2.8. Documentos necessários à comprovação da titularidade dos bens móveis e direitos (ex: instrumentos particulares, extratos bancários, certificados de propriedade de veículos, contrato social acompanhado de certidão simplificada do órgão de registro etc.);

2.9. Certidão de Débitos da Receita Federal e PGFN/SRF, em nome do autor da herança.
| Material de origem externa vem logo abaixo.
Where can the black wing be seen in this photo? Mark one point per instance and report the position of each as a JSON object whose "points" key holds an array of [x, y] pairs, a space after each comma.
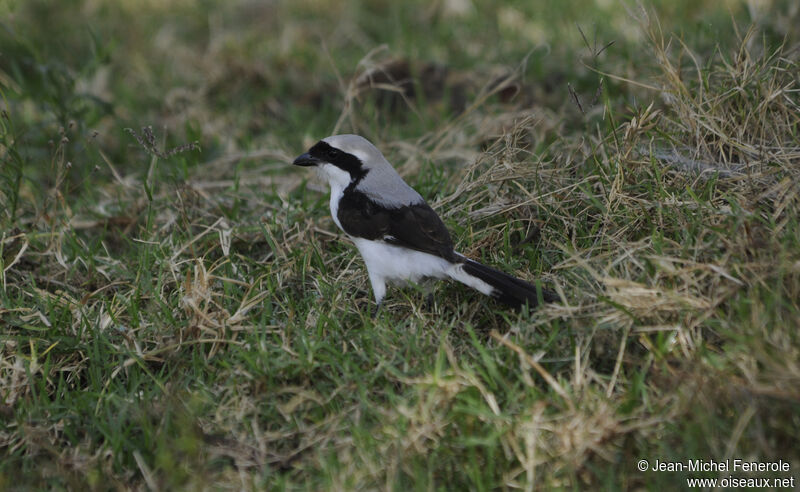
{"points": [[412, 226]]}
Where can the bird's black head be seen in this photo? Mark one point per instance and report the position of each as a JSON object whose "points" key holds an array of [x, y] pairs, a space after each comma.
{"points": [[324, 153]]}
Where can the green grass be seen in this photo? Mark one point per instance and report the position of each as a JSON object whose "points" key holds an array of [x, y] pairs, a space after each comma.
{"points": [[182, 318]]}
Se positiva, impede lavrar a escritura de inventário. (www.3oficiobsb.com.br );

2.10. Certidão negativa de tributos fiscais da Fazenda do GDF, em nome ou com base no CPF do autor da herança ( www.3oficiobsb.com.br ); pedir, também, na Secretaria de Fazenda Municipal e Estadual no caso de imóvel fora do DF (se positiva, impede lavrar a escritura de inventário);

2.11. Certidões de feitos ajuizados da Justiça Comum (TJDFT), Justiça Federal e Justiça do Trabalho, em nome do autor da herança;

2.12. Certidão comprobatória da inexistência de testamento, expedida pelo Colégio Notarial do Brasil, em nome do autor da herança (www.censec.org.br);

2.13. Guia do imposto de transmissão Causa Mortis expedida pela Secretaria de Fazenda competente, acompanhada do comprovante de pagamento;

2.14. Caso haja partilha desigual (excesso de meação ou de quinhão), apresentar guia do imposto de transmissão, calculado pela Secretaria de Fazenda competente, com o respectivo comprovante de pagamento, e ainda Certidões de feitos ajuizados da Justiça Comum (TJDFT), Justiça Federal e Justiça do Trabalho, em nome das pessoas que estão cedendo seu quinhão;

2.15. É admissível aos herdeiros se fazerem representar por mandatário, que não seja o advogado assistente, desde que por instrumento público com poderes especiais para aceitar os termos da partilha, atribuir valores aos bens arrolados; declarar, de forma expressa, sob as penas da lei, que: a) não têm conhecimento da existência de outros herdeiros, sejam maiores ou menores além dele (s), outorgante (s) ou, se houver, mencioná-los bem como de cessionários hereditários; b) desconhece (m) a existência de outros bens, além daquele (s) arrolado (s); c) inexiste inventário em andamento; e d) desconhece (m) a existência de testamento deixado pelo de cujus;

2.16. Os documentos apresentados para a lavratura da escritura devem ser originais ou em cópias autenticadas, salvo os de identidade das partes, que sempre serão originais.

O tabelião poderá exigir, ad cautelam, outros documentos que julgar necessários para a segurança jurídica do ato a ser formalizado, além dos acima relacionados.